Foresight Ventures:私たちはどのようなEthereum Rollupを望んでいますか?
著者: Maggie,Foresight Ventures
皆さん、こんにちは。ようこそ。私はMaggieで、Foresight Venturesの技術ディレクターです。今日は30分間「私たちが望むEthereum Rollupとは何か?」についてお話しします。
まず、私たちの会社について簡単に紹介させていただきます。
- Foresight Venturesは、研究主導でブロックチェーン技術とCrypto業界に特化した投資機関です。私たちの製品マトリックスには、いくつかの重要な構成要素が含まれています。

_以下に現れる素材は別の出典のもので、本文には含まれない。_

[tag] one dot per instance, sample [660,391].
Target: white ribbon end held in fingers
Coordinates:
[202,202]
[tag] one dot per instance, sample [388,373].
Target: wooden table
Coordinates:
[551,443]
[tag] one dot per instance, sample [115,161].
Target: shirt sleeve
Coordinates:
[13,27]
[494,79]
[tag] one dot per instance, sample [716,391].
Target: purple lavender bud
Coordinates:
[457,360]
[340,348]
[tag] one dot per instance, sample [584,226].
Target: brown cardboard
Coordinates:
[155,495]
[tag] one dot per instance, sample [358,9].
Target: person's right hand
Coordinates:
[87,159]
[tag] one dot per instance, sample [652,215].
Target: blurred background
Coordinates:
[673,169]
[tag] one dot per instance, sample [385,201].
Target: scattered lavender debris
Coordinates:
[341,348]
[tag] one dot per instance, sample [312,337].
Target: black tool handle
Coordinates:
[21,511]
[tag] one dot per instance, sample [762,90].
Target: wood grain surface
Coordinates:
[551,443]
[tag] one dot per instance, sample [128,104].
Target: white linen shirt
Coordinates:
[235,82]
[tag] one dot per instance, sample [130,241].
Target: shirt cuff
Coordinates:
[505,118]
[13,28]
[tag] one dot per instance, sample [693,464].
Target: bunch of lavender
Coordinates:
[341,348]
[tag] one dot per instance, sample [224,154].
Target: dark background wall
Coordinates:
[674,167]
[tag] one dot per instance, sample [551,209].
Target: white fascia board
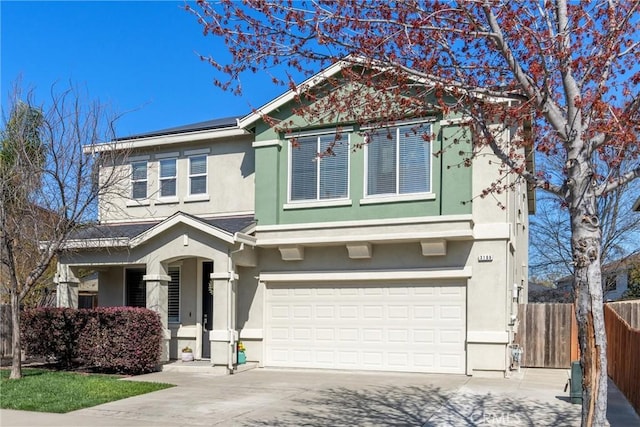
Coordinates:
[94,243]
[180,219]
[368,275]
[244,238]
[267,108]
[367,223]
[369,238]
[154,141]
[492,231]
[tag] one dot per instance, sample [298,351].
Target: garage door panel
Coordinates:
[410,328]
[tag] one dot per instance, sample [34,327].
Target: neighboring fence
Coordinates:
[623,348]
[629,311]
[5,330]
[548,335]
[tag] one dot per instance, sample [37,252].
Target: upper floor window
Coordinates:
[198,175]
[399,160]
[168,176]
[318,178]
[139,180]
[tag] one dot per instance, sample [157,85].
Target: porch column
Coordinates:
[223,336]
[158,301]
[67,287]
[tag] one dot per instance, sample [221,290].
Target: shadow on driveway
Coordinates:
[419,406]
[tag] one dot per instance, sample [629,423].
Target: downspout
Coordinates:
[232,332]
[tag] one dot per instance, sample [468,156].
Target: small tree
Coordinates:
[572,67]
[49,187]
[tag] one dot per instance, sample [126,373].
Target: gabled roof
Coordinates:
[246,121]
[224,122]
[351,60]
[210,129]
[131,235]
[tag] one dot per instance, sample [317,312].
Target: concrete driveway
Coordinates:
[270,397]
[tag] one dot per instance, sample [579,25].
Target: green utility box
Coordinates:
[575,393]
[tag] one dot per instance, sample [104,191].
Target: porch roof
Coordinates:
[121,234]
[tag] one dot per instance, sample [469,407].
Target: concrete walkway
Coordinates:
[273,397]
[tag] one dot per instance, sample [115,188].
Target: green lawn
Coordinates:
[57,391]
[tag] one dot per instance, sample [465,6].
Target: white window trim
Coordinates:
[173,154]
[189,153]
[133,200]
[134,159]
[191,196]
[179,267]
[196,198]
[291,204]
[167,200]
[161,198]
[301,134]
[388,198]
[138,202]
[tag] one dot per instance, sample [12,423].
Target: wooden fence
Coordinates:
[548,335]
[629,311]
[623,348]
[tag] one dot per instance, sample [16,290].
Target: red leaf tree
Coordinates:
[569,68]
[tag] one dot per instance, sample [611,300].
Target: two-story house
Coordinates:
[374,258]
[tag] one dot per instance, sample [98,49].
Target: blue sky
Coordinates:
[137,57]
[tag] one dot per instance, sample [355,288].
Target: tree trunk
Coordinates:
[16,365]
[585,242]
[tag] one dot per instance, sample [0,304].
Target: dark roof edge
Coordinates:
[225,122]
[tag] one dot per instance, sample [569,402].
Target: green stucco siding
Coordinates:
[456,177]
[450,182]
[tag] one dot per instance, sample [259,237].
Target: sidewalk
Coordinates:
[282,397]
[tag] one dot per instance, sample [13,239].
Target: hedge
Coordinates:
[116,339]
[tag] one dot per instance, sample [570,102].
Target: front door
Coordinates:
[207,308]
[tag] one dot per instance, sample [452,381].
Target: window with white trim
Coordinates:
[399,160]
[173,307]
[314,177]
[139,180]
[198,174]
[168,177]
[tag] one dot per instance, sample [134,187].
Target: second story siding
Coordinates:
[372,174]
[207,178]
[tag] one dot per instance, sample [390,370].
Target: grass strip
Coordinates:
[58,391]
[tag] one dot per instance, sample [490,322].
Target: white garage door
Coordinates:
[410,328]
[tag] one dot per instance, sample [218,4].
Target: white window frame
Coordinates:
[135,181]
[318,202]
[397,195]
[175,319]
[196,175]
[166,178]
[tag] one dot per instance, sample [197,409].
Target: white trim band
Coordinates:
[369,275]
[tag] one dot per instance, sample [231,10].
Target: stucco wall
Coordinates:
[230,182]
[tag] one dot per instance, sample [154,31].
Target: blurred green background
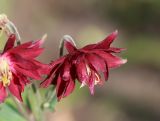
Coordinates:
[132,91]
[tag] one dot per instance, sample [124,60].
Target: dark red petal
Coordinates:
[92,82]
[10,42]
[50,77]
[112,60]
[69,46]
[97,62]
[60,88]
[115,50]
[65,72]
[3,93]
[69,87]
[89,47]
[30,73]
[43,68]
[16,89]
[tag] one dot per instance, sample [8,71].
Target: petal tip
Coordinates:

- Foresight Newsは、アジア太平洋地域で最大の多言語web3メディアプラットフォームです。
- 私たちはForesight Xも運営しており、これはCryptoスタートアップに特別なサポートを提供するアクセラレーターであり、その過程で活気あるグローバルWeb3開発者コミュニティを構築しています。
私たちについての詳細を知りたい場合は、ぜひ私たちの公式ウェブサイトを訪れるか、ソーシャルメディアで私たちに連絡してください。
さて、今日の議題に移りましょう。まず、「Ethereum L2とは何か」とRollupsに関する最近の議論を振り返ります。その後、「私たちが期待するEthereum Rollupsとは何か」を議論します。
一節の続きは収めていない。